As for the PCA plots we can also colour and size points by feature expression.

plotReducedDim(example_sce, use_dimred = "PCA", ncomponents = 4, 
               colour_by = "Gene_1000", size_by = "Gene_0500")

(Here, the dimensionality reduction is just PCA, so we have the same plot as the PCA plot above.)

5.2 PCA

The plotPCA function makes it easy to produce a PCA plot directly from an SCESet object, which is useful for visualising cells.

The default plot shows the first two principal components and if any cell controls have been defined, plots these cells in a different colour.

plotPCA(example_sce)

By default, the PCA plot is produced using the 500 features with the most variable expression across all cells. The number of most-variable features used can be changed with the ntop argument. Alternatively, a specific set of features to use for the PCA can be defined with the feature_set argument. This allows, for example, using only housekeeping features or control features to produce a PCA plot.

By default the PCA plot uses the expression values in the logcounts slot of the SingleCellExperiment object, but other expression values can be used by specifying the exprs_values argument (plot not shown):

plotPCA(example_sce, exprs_values = "cpm")

A subset of features can be used to produce a PCA plot.
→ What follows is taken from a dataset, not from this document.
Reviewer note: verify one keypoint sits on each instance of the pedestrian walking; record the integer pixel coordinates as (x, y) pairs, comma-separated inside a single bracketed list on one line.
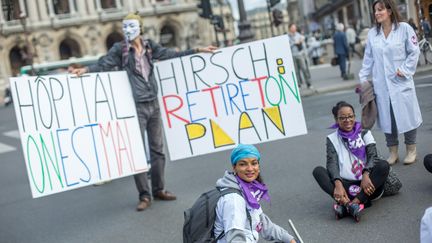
[(413, 25), (354, 175), (340, 45), (426, 28), (315, 50), (352, 40), (135, 55), (391, 57), (298, 50), (240, 218)]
In the code below only the features defined as “feature controls” are used for the PCA (plot not shown).

plotPCA(example_sce, feature_set = fData(example_sce)$is_feature_control)

The function allows more than just the first two components to be plotted, and also allows phenotype variables to be used to define the colour, shape and size of points in the scatter plot.
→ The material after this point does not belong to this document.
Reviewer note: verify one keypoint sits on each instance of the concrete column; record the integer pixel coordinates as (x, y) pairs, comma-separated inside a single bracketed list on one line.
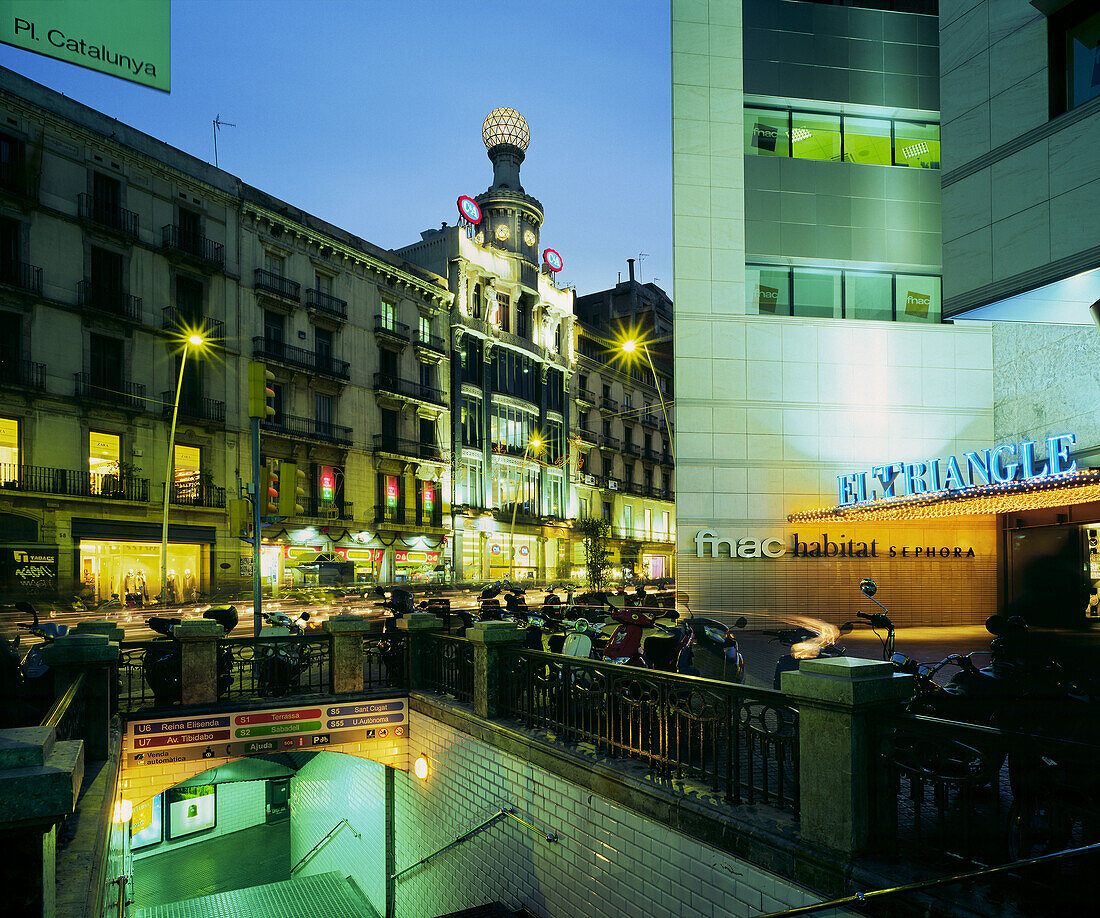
[(347, 664), (98, 659), (488, 639), (198, 652), (837, 699), (417, 625)]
plotPCA(example_sce, ncomponents = 4, colour_by = "Treatment",
        shape_by = "Mutation_Status")

When more than two components are plotted, the diagonal boxes in the scatter plot matrix show the density for each component.

We can also use the colour and size of point in the plot to reflect feature expression values.
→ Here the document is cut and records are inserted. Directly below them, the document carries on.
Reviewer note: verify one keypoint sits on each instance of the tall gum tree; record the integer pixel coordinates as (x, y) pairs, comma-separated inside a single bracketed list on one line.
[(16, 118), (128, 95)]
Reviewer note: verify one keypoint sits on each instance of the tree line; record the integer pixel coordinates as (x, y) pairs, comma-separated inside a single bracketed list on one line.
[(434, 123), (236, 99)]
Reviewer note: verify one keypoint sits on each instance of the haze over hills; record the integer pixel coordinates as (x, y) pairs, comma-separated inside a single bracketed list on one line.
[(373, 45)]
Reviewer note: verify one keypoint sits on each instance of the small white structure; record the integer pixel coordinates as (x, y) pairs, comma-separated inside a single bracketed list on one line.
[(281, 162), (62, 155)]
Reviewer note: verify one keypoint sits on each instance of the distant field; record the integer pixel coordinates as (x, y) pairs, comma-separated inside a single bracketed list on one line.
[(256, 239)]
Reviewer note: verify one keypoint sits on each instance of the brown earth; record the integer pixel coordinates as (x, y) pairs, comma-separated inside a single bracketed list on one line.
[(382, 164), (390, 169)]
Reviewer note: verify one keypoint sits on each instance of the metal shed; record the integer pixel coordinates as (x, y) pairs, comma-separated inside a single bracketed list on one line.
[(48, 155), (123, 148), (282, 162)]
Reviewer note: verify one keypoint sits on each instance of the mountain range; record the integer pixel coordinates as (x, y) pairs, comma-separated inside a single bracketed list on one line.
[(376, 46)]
plotPCA(example_sce, colour_by = "Gene_0001", size_by = "Gene_1000")

Thus, expression levels of two marker genes or transcripts can be shown overlaid onto reduced-dimension representations of cells.

5.3 t-SNE

This also works for plotTSNE plots.

plotTSNE(example_sce, colour_by = "Gene_0001", size_by = "Gene_1000")

5.4 Diffusion maps

And for diffusion map plots.

plotDiffusionMap(example_sce, colour_by = "Gene_0001", size_by = "Gene_1000")

6 QC plots

See the QC vignette for examples of using the plotQC function to create visualisations relevant for cell and gene filtering for quality control.